The long-troubled Circle in the Square theatre has returned from the dead. Theatre founder Theodore Mann and former producing director Paul Libin have announced they are looking for commercial tenants, as first reported by Variety.

"People have come to us," Libin told Playbill On-Line (Aug. 12). "We're going to make a decision very soon as to who will go in this coming season." Libin said producers of both musicals and straight plays had inquired. While he did not identify specific parties, he did confirm Variety's report that Off-Broadway's Manhattan Theatre Club has taken a look at the space. "They're interested in it, sure," he said, added that the company was evaluating the theatre as a possible permanent home.
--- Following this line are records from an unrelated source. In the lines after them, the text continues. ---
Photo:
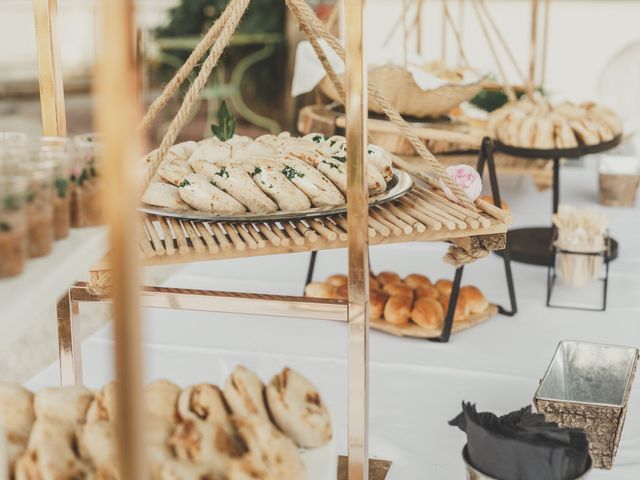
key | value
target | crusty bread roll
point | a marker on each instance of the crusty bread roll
(298, 410)
(489, 199)
(320, 290)
(427, 312)
(386, 278)
(271, 448)
(397, 311)
(204, 402)
(399, 289)
(416, 280)
(377, 301)
(243, 391)
(97, 445)
(461, 311)
(205, 443)
(427, 292)
(51, 452)
(444, 286)
(16, 419)
(337, 280)
(474, 298)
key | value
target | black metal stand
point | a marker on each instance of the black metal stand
(606, 258)
(533, 245)
(485, 158)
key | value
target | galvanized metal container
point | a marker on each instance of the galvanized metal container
(475, 474)
(587, 386)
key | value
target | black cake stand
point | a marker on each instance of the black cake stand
(532, 245)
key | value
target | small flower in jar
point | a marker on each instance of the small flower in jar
(466, 178)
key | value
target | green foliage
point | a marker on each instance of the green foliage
(192, 18)
(62, 187)
(226, 127)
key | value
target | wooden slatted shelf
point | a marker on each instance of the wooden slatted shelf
(420, 215)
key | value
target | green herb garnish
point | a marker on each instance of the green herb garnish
(291, 172)
(226, 127)
(12, 202)
(62, 186)
(223, 172)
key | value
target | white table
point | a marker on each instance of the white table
(416, 386)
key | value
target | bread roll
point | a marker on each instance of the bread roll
(416, 280)
(16, 419)
(273, 449)
(243, 391)
(427, 312)
(427, 292)
(397, 311)
(444, 286)
(387, 278)
(489, 199)
(320, 290)
(461, 311)
(337, 280)
(298, 410)
(377, 301)
(474, 299)
(399, 289)
(204, 402)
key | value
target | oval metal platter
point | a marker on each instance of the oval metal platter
(399, 185)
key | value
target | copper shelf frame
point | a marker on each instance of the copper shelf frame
(118, 67)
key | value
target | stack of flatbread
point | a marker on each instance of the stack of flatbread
(541, 125)
(264, 175)
(243, 431)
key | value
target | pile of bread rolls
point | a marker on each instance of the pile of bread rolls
(541, 125)
(412, 299)
(244, 431)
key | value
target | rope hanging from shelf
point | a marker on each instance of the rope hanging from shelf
(219, 36)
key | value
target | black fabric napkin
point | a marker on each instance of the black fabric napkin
(522, 445)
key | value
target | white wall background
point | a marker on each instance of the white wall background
(584, 34)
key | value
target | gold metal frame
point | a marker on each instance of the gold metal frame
(117, 82)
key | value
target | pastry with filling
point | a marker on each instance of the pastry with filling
(298, 410)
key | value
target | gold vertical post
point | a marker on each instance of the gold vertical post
(419, 7)
(118, 115)
(534, 46)
(54, 121)
(358, 243)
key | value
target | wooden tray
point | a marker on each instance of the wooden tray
(416, 331)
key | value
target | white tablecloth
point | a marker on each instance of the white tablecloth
(416, 386)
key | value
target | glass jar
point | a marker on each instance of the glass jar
(87, 209)
(62, 191)
(61, 151)
(13, 225)
(39, 203)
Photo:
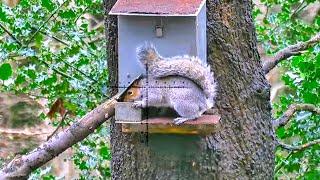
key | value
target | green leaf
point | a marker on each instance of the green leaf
(5, 71)
(47, 4)
(68, 14)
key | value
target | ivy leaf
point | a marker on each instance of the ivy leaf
(5, 71)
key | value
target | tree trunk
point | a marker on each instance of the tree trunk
(243, 147)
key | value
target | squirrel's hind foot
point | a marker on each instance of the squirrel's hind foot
(181, 120)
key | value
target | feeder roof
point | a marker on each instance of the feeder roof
(157, 7)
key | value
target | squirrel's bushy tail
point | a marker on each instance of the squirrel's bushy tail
(185, 66)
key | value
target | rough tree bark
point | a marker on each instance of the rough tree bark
(244, 145)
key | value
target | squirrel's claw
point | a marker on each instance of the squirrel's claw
(138, 104)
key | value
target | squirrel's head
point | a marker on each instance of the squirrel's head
(133, 93)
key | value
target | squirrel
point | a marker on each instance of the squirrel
(183, 83)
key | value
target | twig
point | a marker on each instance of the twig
(289, 51)
(283, 120)
(19, 132)
(78, 70)
(10, 34)
(283, 162)
(56, 70)
(298, 148)
(55, 38)
(45, 22)
(59, 125)
(84, 10)
(297, 9)
(21, 167)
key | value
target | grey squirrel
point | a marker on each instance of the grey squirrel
(183, 83)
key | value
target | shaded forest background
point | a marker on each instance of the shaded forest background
(53, 70)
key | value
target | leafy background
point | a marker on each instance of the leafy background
(56, 49)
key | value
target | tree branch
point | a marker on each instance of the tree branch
(284, 119)
(298, 148)
(45, 22)
(10, 34)
(21, 167)
(289, 51)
MTC is currently situated in the City Center on West 55th St.

There were some signs of interest in the theatre earlier this summer when Houston's Alley Theatre inspected the space as a possible New York home for its production of Tennessee Williams' Not About Nightingales. Libin said he had not heard from the Alley since their initial visit.

It was rumored months ago that a commercial production of the Bat Theatre Company's Off-Off-Broadway hit Bedfellows would come to the space, but that project fell through, apparently for reasons not connected to the venue.

Circle's new lease of life follows two years of short-lived artistic administrations, bankruptcy, and a Byzantine fight over the space's lease. Last May, Tina L. Brozman, chief judge of the U.S. Bankruptcy Court in Manhattan, dismissed a case brought against Mann and Libin by a group of the theatre's creditors and left the two men in possession of the only tangible assets left from the legendary nonprofit theatre: the 1633 Broadway space itself and the company's name. The creditors committee had solicited proposals last fall from potential purchasers of the theatre, in hopes of recouping some of the $4 million in debt left when Circle closed in 1997. Standing in their way, however, were Mann and Libin, who still held the lease through their company, Thespian Theater Inc.

Much of the dispute surrounding the lease centered around a complicated 1993 transaction, in which Thespian granted a license to the Circle in the Square school for use of the premises. That same day the school granted a sub-lease to the theatre company.